The second series of experiments studied the effect of PSN on the dynamics of rectal temperature, body weight, and mortality of rats housed in a thermal chamber in conditions that allowed (placement in enclosures) or excluded (placement in restrainers) grooming. Four randomized groups were formed: two control groups and two experimental groups with 12–14 individuals in each:

Group 1 (n = 14) — intranasal administration of 0.9% sodium chloride solution in a volume of 10 µL; animal husbandry;

Group 2 (n = 14) — intranasal injection of PSN 170 mg/mL in a volume of 10 µL; keeping animals in an aviary;

Group 3 (n = 12) — intranasal administration of 0.9% sodium chloride solution in a volume of 10 µL; animal husbandry in restrainers;

Group 4 (n = 12) — intranasal administration of 0.9% PSN solution 170 mg/mL in a volume of 10 µL; animal husbandry in restrainers.

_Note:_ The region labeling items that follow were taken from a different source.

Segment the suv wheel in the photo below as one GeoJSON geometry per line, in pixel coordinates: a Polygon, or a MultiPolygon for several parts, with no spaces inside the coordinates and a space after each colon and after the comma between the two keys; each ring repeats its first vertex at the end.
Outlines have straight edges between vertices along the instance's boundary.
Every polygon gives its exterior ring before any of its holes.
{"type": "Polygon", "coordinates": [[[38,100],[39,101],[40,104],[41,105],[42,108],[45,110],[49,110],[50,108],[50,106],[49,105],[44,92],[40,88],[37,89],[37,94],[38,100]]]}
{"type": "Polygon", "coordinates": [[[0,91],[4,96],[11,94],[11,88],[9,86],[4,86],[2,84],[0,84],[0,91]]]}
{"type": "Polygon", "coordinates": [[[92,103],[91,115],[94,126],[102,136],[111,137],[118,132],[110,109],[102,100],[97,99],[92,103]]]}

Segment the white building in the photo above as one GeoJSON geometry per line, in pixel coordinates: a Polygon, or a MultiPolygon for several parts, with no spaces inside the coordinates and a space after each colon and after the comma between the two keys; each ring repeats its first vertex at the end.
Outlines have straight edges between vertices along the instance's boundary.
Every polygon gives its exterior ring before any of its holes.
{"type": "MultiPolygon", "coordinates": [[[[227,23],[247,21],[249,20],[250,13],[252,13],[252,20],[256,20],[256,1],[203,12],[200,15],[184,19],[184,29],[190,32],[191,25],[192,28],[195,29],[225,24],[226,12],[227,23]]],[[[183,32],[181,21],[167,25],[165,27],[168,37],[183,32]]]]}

The medications were instilled 5 µL into each nasal passage before the animals were placed in a thermal chamber, followed by instillation every half hour. The number of instillations depended on the life span of the animals and ranged from two to seven; the total dose of phenazepam ranged from 17 mg/kg to 59.5 mg/kg.

Immediately after the administration of the medications, the animals (three individuals from each group at a time) were placed in a thermal chamber. The size of the restrainers did not interfere with breathing movements, but excluded grooming. The climatic conditions that contributed to overheating of the body were modeled in a BMT Stericell SC 111 ECO thermal chamber (Czech Republic) with a volume of 111 L and exhaust ventilation of 5 m³/h. The air temperature was 40 ± 1°C, the relative humidity of 46% was maintained automatically. The thermal balance of the body was assessed by the dynamics of rectal temperature, which was measured at 30 min intervals with an electric thermometer equipped with a sensor for rats RET-2 (WPI, China); the tip of the thermometer was inserted into the rectum to a depth of 3 cm. The body loss of moisture was assessed by changes in body weight measured at half-hour intervals.

The results were presented as an average value and its error (M ± m). The Shapiro–Wilk criterion was used to check the normality of the distribution. A multidimensional analysis of variance was performed to assess the effect of thermal conditions and injected substances on the recorded quantitative indicators. In cases where any factor showed a significant influence, a one-dimensional analysis of variance was performed. In cases of experimental plans with repeated measurements, models with mixed effects were used. The intergroup comparison of averages was performed using priori linear contrasts or posteriori Tukey tests. To identify intergroup differences in survival functions, the Gehan generalised Wilcoxon test was used. The frequency of alternative traits occurrence was determined by the Fisher exact test. The critical significance level of a was assumed to be 0.05.

RESULTS

In the first series of experiments, 2–3 min after a single intranasal instillation of PNS 170 mg/mL 10 µL, the motor activity of the rats decreased; the animals looked inhibited. The results of studying the effect of PNS on oxygen consumption and external respiration are shown in Fig. 1.

Figure prepared by the authors based on their own data

Fig. 1. Dynamics of oxygen consumption (left) and respiratory rate (right) in male rats after a single intranasal instillation of PNS

Note: the data is presented as mean and the standard error of the mean (M ± m); * — statistically significant difference from the baseline; † — statistically significant difference from the control group.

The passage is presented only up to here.